Output from "show". Seems like one of the controllers is dead? Is it safe to run "reboot/shutdown"?

 

_____________________________ Member Information ______________________________
Model: 70-0300 Serial-Number:
Disks: 24 Spares: 2
Controllers: 1 CacheMode: write-back
Service Tag:
_______________________________________________________________________________


_________________________________ Controllers _________________________________

ID Model CM Rev. SW Rev. Statu
-- ---------- ---------- --------------------------------------------- -----
0 70-0300 A05 Storage Array Firmware V6.0.10 (R390548) ok


_______________________________ Ethernet Ports ________________________________

Name ifType ifSpeed Mtu Ipaddress Status Errors
---------- --------------- ---------- ----- --------------- ------- -------
eth0 ethernet-csmacd 4294967295 9000

 

_____________________________ Temperature Sensors _____________________________

Name Value Normal Range Status
----------------------------------- --------- --------------- ---------------
Control module 0 processor 89 10-75 critical
Control module 1 processor 0 10-75 unknown
Control module 0 SAS Controller 89 10-110 normal
Control module 1 SAS Controller 0 10-110 unknown
Control module 0 Battery 40 10-45 normal
Control module 1 Battery 0 10-45 unknown


____________________________________ Fans _____________________________________

Name Speed Normal Range Status
------------------------------ --------- --------------- ---------------
Power Cooling Module 0 Fan 0 4680 2100-5350 normal
Power Cooling Module 0 Fan 1 4770 2100-5350 normal
Power Cooling Module 1 Fan 0 4620 2100-5350 normal
Power Cooling Module 1 Fan 1 4770 2100-5350 normal
Power Cooling Module 2 Fan 0 4680 2100-5350 normal
Power Cooling Module 2 Fan 1 4620 2100-5350 normal


_______________________________ Power Supplies ________________________________

Name Status FanStatus
---------------------------------------- -------- ---------------
Power Cooling Module 0 on not-applicable
Power Cooling Module 1 on not-applicable
Power Cooling Module 2 on not-applicable

Moderator

 • 

631 Posts

April 20th, 2023 12:00


Justj0sh,

 

I wouldn't recommend shutting it down. Would you do me a favor and confirm if the data is stored in another location or on this system, I ask to confirm if we can just wipe it out and refill. What I would suggest is that you call into support, as it will take direct access to the device to have a chance at recovery, as another issue is that you are on the V6 fw, which had an urgent replacement issued due to instability. 

 

22 Posts

April 20th, 2023 12:00

We have backups but we just looked and we are missing some crucial changes in the backup versions so ideally we want the data that's resting on this EQL. 

 

Is there anything else I can run on my end? The data should be saved on the disks not the controller no? Can I just force a reload of the config into the controller?

Moderator

 • 

631 Posts

April 20th, 2023 13:00

I wouldnt recommend doing anything at this point, until support looks at it directly,  as anything done risks the data. 

22 Posts

April 20th, 2023 15:00

We don't have a support contract on this machine and we are also on the way out of the EQL ecosystem. What odds do you put on support being able to restore the data? I'm not entirely sure we can get approval to commit for a 50% chance which means we'll probably have to accept the loss.

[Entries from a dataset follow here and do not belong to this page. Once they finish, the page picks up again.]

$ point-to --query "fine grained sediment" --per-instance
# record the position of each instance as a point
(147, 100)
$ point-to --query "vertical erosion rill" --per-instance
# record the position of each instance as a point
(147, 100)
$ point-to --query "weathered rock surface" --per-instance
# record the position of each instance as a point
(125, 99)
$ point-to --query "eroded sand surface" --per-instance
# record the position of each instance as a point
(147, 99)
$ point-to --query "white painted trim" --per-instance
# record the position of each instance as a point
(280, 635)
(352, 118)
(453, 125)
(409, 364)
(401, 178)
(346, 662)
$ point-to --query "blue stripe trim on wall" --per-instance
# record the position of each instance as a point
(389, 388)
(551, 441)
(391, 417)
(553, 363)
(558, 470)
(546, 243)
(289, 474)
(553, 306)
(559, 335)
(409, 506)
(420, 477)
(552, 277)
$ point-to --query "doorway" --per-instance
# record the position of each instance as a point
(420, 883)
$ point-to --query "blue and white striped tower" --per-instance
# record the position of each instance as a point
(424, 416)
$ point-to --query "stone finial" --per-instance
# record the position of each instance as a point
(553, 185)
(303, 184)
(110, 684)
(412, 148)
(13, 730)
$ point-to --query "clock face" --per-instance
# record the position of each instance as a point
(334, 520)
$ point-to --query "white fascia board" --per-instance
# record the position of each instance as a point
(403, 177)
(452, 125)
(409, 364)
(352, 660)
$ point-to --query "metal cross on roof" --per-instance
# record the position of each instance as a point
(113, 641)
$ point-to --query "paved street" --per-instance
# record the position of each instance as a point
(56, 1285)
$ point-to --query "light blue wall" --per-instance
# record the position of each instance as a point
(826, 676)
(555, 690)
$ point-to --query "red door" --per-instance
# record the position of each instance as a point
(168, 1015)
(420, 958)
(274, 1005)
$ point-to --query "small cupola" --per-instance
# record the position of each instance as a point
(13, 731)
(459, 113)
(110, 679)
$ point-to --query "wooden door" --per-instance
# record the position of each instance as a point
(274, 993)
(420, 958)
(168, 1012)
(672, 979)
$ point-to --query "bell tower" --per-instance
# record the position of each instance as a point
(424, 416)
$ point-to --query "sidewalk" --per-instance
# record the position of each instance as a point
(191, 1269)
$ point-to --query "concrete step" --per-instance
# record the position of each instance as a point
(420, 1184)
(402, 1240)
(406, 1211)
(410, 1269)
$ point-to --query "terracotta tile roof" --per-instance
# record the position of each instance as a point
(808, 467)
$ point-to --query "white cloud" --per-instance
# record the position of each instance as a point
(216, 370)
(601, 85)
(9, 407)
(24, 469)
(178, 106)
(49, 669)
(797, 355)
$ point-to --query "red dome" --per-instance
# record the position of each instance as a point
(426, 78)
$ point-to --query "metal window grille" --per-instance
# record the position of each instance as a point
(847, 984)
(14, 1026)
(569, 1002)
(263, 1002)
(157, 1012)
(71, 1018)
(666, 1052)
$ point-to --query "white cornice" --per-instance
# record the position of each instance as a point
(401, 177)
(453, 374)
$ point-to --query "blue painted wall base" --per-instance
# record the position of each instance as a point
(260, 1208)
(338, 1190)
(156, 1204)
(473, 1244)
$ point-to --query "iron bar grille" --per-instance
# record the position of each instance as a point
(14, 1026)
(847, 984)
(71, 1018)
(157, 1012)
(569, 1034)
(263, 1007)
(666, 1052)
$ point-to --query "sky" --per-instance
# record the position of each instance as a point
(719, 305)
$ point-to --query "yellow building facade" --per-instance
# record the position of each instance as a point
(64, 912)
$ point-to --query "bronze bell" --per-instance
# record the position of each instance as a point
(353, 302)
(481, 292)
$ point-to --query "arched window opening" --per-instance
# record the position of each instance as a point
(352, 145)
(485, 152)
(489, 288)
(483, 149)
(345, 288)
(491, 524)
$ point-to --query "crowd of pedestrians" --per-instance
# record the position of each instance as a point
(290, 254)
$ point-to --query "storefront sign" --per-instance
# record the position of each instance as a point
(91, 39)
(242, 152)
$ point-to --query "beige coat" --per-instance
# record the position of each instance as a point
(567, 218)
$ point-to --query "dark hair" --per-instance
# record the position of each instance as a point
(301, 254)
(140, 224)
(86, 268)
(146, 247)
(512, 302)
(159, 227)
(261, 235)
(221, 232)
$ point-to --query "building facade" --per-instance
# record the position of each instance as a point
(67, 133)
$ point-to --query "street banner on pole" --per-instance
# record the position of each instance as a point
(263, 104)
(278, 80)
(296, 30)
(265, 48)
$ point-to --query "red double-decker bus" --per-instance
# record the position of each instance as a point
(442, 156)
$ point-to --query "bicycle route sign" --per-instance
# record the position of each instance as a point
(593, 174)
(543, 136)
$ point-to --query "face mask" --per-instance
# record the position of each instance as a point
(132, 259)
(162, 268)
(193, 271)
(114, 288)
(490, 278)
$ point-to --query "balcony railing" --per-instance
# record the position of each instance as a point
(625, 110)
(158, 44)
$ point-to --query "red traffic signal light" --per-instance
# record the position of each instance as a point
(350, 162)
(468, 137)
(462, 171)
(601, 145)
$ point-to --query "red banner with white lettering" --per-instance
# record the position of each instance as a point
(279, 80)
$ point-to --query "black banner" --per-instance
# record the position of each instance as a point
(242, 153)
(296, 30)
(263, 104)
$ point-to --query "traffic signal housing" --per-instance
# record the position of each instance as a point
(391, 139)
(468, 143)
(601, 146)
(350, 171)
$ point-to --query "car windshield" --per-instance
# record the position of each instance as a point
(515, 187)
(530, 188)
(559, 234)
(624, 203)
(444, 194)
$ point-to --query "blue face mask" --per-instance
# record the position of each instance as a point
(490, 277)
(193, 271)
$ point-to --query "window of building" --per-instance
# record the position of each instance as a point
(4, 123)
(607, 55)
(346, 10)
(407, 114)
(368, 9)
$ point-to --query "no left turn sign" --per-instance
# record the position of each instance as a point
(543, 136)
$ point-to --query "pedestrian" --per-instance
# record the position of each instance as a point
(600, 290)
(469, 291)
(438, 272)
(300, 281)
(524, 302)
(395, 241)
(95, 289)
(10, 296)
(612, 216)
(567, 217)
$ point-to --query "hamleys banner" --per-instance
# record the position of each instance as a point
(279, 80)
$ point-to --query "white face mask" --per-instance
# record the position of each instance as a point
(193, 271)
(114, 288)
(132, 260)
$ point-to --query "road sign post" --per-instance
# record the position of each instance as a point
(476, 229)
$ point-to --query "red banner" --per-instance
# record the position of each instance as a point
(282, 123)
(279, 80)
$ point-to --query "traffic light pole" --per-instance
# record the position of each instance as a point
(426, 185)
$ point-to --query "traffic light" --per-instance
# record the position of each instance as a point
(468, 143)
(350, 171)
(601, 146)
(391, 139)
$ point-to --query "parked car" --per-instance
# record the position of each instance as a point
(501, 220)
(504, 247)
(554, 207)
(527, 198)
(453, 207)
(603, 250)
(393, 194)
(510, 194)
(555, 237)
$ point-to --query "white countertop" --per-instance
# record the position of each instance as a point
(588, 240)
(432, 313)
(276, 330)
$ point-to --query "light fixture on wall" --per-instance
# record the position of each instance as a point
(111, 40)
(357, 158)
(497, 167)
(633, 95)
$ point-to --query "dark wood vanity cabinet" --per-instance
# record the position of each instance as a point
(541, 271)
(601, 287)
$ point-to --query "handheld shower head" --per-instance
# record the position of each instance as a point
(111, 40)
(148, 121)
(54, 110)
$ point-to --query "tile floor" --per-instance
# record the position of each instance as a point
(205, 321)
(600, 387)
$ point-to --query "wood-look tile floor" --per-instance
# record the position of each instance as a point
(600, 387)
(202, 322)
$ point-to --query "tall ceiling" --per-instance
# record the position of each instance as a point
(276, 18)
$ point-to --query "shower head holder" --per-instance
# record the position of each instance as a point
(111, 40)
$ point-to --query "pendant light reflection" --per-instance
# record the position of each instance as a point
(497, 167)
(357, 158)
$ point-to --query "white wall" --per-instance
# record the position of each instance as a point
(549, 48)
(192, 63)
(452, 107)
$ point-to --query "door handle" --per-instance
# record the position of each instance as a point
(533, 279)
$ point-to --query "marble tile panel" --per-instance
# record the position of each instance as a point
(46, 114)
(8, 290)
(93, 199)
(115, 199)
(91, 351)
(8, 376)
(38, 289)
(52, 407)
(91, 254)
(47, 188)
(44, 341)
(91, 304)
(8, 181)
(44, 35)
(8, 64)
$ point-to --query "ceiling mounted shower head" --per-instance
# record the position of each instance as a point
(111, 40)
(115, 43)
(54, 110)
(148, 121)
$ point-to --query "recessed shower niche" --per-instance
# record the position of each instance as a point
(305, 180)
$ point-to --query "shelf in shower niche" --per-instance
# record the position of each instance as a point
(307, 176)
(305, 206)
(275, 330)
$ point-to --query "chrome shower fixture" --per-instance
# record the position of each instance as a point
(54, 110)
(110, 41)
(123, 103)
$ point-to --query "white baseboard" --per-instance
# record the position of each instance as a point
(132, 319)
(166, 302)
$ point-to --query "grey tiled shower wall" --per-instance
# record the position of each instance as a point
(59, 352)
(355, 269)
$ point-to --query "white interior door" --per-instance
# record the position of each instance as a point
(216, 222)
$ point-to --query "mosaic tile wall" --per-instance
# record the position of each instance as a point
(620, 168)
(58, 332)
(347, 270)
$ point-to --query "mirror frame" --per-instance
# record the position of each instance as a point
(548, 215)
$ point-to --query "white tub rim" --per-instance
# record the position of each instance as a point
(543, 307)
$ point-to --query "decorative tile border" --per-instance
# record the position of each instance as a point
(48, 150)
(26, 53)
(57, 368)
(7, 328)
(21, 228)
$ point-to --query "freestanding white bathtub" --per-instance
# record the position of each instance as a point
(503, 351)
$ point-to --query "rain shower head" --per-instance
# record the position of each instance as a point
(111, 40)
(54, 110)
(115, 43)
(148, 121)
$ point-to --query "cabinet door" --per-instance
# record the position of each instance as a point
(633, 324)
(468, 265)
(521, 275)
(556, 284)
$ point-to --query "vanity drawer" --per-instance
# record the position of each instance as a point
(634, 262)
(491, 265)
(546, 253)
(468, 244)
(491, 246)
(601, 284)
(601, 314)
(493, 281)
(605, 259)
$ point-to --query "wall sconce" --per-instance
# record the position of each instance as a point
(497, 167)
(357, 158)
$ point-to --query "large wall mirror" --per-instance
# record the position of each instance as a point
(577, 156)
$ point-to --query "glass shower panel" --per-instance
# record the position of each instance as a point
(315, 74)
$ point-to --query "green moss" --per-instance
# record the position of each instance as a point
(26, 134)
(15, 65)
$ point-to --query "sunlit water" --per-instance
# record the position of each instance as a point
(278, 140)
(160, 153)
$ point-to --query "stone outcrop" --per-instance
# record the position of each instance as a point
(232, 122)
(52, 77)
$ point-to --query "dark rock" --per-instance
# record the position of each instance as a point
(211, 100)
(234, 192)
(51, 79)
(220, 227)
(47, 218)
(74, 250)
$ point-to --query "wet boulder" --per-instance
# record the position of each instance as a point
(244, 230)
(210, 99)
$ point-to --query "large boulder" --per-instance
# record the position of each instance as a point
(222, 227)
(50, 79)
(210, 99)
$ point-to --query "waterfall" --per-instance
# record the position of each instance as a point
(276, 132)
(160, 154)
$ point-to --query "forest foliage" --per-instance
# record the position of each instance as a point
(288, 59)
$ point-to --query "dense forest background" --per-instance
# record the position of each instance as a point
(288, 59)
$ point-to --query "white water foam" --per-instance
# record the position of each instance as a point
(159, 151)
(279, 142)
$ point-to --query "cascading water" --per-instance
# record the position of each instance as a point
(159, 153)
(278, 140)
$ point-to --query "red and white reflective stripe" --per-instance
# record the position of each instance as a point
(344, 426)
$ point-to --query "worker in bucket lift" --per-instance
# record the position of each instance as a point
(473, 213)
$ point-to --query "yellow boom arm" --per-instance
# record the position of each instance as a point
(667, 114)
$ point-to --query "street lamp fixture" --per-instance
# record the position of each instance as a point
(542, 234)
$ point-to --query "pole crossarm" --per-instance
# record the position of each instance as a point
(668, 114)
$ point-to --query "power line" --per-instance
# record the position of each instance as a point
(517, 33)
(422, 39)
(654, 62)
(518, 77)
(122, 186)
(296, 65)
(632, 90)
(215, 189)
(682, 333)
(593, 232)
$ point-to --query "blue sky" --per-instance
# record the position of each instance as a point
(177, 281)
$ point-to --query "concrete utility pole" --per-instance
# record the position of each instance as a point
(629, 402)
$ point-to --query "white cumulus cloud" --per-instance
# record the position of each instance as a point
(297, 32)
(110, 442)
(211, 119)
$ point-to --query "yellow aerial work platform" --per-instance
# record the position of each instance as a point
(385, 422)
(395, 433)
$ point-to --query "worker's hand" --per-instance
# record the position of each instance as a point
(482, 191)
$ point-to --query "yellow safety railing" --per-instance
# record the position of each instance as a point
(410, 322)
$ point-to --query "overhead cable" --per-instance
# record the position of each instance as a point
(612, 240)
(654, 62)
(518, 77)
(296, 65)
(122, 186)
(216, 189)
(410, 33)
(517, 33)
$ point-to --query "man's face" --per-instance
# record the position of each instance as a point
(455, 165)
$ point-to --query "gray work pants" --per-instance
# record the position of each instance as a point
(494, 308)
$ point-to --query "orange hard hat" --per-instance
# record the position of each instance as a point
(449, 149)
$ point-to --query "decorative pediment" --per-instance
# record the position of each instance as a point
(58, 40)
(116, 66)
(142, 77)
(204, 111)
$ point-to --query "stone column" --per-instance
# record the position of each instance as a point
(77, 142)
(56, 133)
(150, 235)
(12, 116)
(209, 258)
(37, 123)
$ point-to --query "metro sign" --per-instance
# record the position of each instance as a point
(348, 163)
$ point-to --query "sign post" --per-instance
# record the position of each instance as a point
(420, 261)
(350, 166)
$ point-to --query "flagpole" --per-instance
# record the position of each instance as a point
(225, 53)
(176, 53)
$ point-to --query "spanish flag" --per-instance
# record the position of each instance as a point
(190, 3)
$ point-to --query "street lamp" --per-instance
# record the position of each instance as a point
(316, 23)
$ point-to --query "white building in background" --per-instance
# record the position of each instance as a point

Assuming the default scenario is to write off the device, do you have any suggestions that might work out and increase the odds from 0% to 10-20%?

Moderator

 • 

631 Posts

April 20th, 2023 23:00

Honestly, it is very difficult to answer your question, what you have been advised is the only thing to do in order not to permanently lose the data

1 Rookie

 • 

1.5K Posts

April 22nd, 2023 20:00

Hello, 

 Just to confirm this is a 24 drive configuration correct? 

  The RAIDsets are in a lost cache condition.  

  Assuming it is a 24 drive configuration, AND you have backups there are two things you can try. 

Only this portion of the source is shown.